Na koniec dla wytrwałych relacja Małgosi prosto z Mazur. Małgosia oczywiście ma inne imię, ale chronię tu jej dane osobowe. Małgosia przybyła do Krynicy w piątek, 3 dni przed nami więc była do przodu i mogła nam mówić co i jak z atrakcjami. Mówiła do bólu, a przy tym do nas. Przyznała, że jako dziewczyna z Mazur jest wprost uzależniona od basenów i ledwo przyjechała, musiała do jakiegoś wskoczyć. To zupełnie jak górale, którzy gdy tyko gdzieś przyjadą, muszą wspiąć się chociażby na niewielki pagórek i my, ludzie znad morza, którzy gdziekolwiek się pojawimy, musimy sobie posolić i solidnie schłodzić wodę, w której się wykąpiemy, a podłogę w łazience wysypać piaskiem przywiezionym wraz ze słomą w butach. Ale wracając do Małgosi, to dotarła w ten piątek o 16, wyjechawszy już o trzeciej w nocy zgodnie z maksymą, że jak ma się do przejechania dużo, to należy wyruszyć wcześnie. Ona przejechać musiała 600km i podobnie jak nas, ją również GPS jakoś dziwnie prowadził. A wybrała na swoim GPSie, żeby omijał autostrady, co jest o tyle dziwne, że gdy spojrzycie na siatkę autostrad, nie znajdziecie żadnej łączącej Mazury z Krynicą. Powiedziała też, że jak szybko jedzie, to jej japończyk*** się trzęsie i zrobiło nam się przykro, bo japończyk wyglądał na znacznie nowszy od naszego Lanosa, a Lanos wyprodukowany w Polsce się na autostradach nie trzęsie.

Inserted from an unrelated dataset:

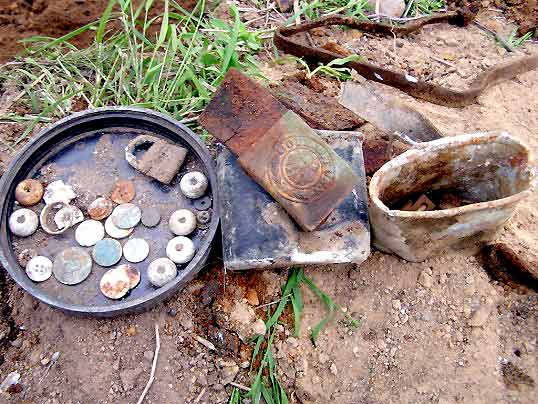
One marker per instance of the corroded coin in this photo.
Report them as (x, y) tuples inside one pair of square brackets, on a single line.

*Rossmann w miasteczku świadczy o tym, że nie jest bardzo małe nawet gdy statystyczny czytelnik nigdy o nim nie słyszał.
**Raz dostałam mandat i musiałam wpłacić pieniążki na rzecz Urzędu Skarbowego w Opolu, więc chyba właśnie tam trafiają mandaty. Szczerze tu przyznam, że już wolałabym wspomóc rodzinę pana policjanta z mojego regionu niż Urząd Skarbowy w Opolu, ale nie wolno.
***japończyk to oględne określenie samochodu z Japonii, nie trzeba pisać dużą literką, bo nie chodzi o pana z Japonii.